On the 180-day horizon, the decisive question is margin. If VC2 can publish a gross margin that beats single-vendor neoclouds on the same models, disaggregation becomes the new default and Nvidia's rivals get a commercial lifeline. If it cannot, the $3.5 billion SambaNova commitment turns into stranded capital and the market concludes that one fast chip beats three coordinated ones. Either way, this is the first large-scale commercial test of whether the future of inference is bundled or unbundled, and the answer reshapes where AI infrastructure money flows next.
One more variable sits underneath all of it: power. A buildout across Los Angeles, Chicago, Seattle, Phoenix, and a planned fifty metros runs straight into the same grid constraints throttling every data center in 2026. A heterogeneous fleet of CPUs, GPUs, and RDUs carries a different power and cooling profile than a uniform GPU hall, and whether that mix lands above or below the energy cost of a pure-GPU rival will quietly decide more of VC2's economics than any single benchmark. Watch the utility agreements in those four launch metros as closely as the throughput charts, because cheap silicon on an expensive grid is not cheap inference.

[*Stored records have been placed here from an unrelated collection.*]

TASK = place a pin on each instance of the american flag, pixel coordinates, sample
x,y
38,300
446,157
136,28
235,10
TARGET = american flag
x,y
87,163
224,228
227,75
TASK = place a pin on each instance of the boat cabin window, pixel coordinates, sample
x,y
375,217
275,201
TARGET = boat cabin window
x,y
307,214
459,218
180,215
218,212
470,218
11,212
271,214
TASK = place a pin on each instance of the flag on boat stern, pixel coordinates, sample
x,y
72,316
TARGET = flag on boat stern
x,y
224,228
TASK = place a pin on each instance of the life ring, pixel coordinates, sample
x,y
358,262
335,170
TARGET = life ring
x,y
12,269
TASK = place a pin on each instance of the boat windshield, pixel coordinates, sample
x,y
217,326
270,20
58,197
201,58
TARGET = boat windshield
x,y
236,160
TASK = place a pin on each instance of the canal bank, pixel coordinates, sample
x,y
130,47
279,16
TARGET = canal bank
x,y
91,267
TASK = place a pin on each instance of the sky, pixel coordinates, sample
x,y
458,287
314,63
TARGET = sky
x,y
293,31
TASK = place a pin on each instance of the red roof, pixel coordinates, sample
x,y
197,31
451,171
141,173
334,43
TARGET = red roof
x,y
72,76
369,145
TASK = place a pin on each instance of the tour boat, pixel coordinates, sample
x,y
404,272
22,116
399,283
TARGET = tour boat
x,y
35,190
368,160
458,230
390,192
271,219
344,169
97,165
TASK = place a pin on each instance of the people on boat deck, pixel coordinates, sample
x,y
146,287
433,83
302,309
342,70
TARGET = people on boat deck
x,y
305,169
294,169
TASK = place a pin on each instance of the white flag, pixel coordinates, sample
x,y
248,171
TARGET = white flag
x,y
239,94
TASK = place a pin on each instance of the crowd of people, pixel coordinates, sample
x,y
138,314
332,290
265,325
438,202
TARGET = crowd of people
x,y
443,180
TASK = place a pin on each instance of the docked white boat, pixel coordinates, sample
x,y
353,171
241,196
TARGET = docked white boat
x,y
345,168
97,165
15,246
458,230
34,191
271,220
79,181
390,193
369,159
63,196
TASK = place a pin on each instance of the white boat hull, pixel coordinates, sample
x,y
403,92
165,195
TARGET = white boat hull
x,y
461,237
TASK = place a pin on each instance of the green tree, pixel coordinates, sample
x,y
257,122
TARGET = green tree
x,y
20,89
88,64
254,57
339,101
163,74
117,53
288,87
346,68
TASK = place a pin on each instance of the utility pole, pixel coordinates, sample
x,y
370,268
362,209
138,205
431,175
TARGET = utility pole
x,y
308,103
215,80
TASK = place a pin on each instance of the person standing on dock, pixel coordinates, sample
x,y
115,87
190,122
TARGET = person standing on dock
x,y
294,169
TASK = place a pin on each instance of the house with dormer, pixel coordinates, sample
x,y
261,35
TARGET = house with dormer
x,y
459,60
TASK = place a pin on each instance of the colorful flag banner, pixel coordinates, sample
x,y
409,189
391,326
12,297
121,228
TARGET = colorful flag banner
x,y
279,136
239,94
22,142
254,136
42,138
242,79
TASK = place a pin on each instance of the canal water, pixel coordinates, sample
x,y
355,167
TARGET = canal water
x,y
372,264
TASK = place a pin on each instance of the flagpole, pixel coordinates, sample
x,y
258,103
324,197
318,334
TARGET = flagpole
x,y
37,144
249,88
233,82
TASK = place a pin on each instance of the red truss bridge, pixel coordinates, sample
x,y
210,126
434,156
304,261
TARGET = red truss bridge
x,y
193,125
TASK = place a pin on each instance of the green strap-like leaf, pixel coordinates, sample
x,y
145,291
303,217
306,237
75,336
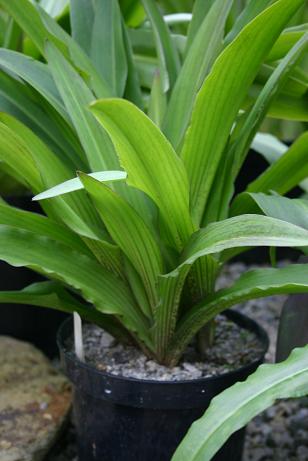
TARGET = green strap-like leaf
x,y
150,162
41,225
199,12
195,68
41,27
252,9
132,90
82,18
53,295
77,96
129,232
223,93
99,287
253,284
169,63
76,184
235,407
108,48
36,74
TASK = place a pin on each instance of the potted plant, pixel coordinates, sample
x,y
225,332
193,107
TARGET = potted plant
x,y
136,246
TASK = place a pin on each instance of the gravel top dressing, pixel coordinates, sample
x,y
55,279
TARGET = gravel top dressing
x,y
279,433
233,348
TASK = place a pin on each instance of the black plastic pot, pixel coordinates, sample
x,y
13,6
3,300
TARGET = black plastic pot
x,y
127,419
252,168
28,323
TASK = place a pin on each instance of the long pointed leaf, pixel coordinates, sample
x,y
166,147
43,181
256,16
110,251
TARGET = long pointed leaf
x,y
253,284
105,291
194,70
150,162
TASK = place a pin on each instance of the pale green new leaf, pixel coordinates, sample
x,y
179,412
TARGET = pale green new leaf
x,y
223,93
75,211
158,101
288,171
235,407
252,9
150,162
129,232
294,211
41,225
198,62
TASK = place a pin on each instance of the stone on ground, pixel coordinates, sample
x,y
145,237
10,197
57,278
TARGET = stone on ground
x,y
35,400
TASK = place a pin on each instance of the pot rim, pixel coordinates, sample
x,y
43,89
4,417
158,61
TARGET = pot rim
x,y
238,317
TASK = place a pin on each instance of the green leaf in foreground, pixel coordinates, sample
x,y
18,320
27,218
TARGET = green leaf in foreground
x,y
235,407
223,93
252,285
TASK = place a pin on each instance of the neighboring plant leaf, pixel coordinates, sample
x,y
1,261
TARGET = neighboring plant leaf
x,y
252,285
199,12
107,48
223,93
77,96
194,71
169,63
110,296
158,101
240,147
76,184
150,162
41,226
235,407
269,146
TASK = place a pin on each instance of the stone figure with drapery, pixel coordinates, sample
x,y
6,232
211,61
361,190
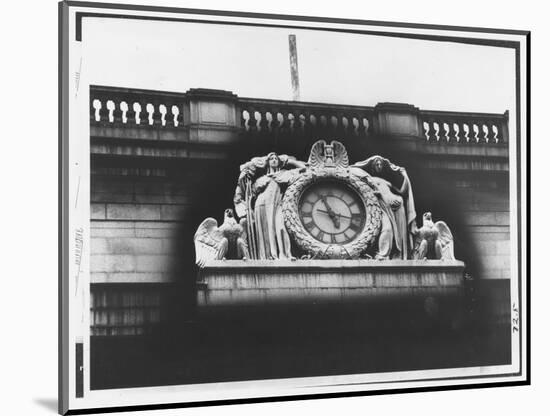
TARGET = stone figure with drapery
x,y
395,194
258,197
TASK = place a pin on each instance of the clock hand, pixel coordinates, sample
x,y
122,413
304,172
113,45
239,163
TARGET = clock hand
x,y
332,215
339,215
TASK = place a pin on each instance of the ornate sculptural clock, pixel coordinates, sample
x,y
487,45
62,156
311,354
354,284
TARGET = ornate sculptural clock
x,y
329,212
332,211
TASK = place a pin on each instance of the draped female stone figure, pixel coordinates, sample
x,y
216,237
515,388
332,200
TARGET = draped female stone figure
x,y
396,199
258,196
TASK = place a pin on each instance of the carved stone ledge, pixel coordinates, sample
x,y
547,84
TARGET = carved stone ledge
x,y
259,282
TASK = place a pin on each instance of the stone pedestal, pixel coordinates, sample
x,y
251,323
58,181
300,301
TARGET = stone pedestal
x,y
260,282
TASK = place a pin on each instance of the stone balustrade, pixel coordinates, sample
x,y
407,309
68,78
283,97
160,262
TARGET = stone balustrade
x,y
465,128
122,107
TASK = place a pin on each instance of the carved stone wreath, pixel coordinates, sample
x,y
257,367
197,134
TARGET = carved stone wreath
x,y
316,248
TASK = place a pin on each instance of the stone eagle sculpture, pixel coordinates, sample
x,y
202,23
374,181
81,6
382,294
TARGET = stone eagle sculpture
x,y
434,241
323,155
218,243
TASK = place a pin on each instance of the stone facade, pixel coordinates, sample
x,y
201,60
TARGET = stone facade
x,y
153,182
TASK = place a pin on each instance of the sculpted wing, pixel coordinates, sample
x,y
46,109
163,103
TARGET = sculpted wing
x,y
316,158
447,241
341,155
207,240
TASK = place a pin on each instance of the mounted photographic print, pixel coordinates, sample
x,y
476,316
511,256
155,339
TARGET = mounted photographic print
x,y
259,207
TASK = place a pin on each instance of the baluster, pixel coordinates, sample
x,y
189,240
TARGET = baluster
x,y
130,112
354,125
269,121
338,125
426,128
432,133
455,137
123,106
301,120
465,129
103,112
474,130
291,121
156,115
178,115
278,121
253,122
496,133
168,116
117,112
484,133
110,111
365,126
245,120
447,132
141,114
491,136
95,106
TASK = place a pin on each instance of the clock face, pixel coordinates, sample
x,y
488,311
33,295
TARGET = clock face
x,y
332,212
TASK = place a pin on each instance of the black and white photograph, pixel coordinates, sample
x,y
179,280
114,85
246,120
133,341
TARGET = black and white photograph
x,y
262,207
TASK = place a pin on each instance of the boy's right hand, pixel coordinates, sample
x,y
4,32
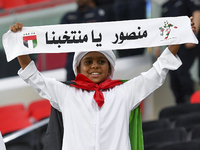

Vector Core Compute is betting billions that the winner of AI inference will not be whoever owns the best chip, but whoever orchestrates the best combination of rival chips.
Key Takeaways
- $3.5 billion SambaNova compute commitment underwrites VC2, the first commercial cloud built for disaggregated inference, launched June 3 at Computex
- Three rival architectures in one query: Intel Xeon 6 orchestrates, Nvidia Blackwell runs prefill, SambaNova SN40 RDUs run decode
- Together.ai is the first customer and claims the fastest enterprise inference yet on the MiniMax 2.5 model
- 50+ US metros targeted, starting with Los Angeles and expanding to Chicago, Seattle, and Phoenix
- The KV cache transfer between prefill and decode tiers is the make-or-break cost, and Nvidia's Dynamo software is the obvious counterattack
Questions Worth Asking
- If disaggregated inference wins, does the value in AI compute migrate from the chip to the orchestration layer, and who owns that layer?
- Can a private equity firm operate a three-vendor silicon pipeline as reliably as a hyperscaler runs a homogeneous fleet?
- If your business depends on inference cost, are you buying the cheapest GPU hour, or are you buying the wrong architecture for half your workload?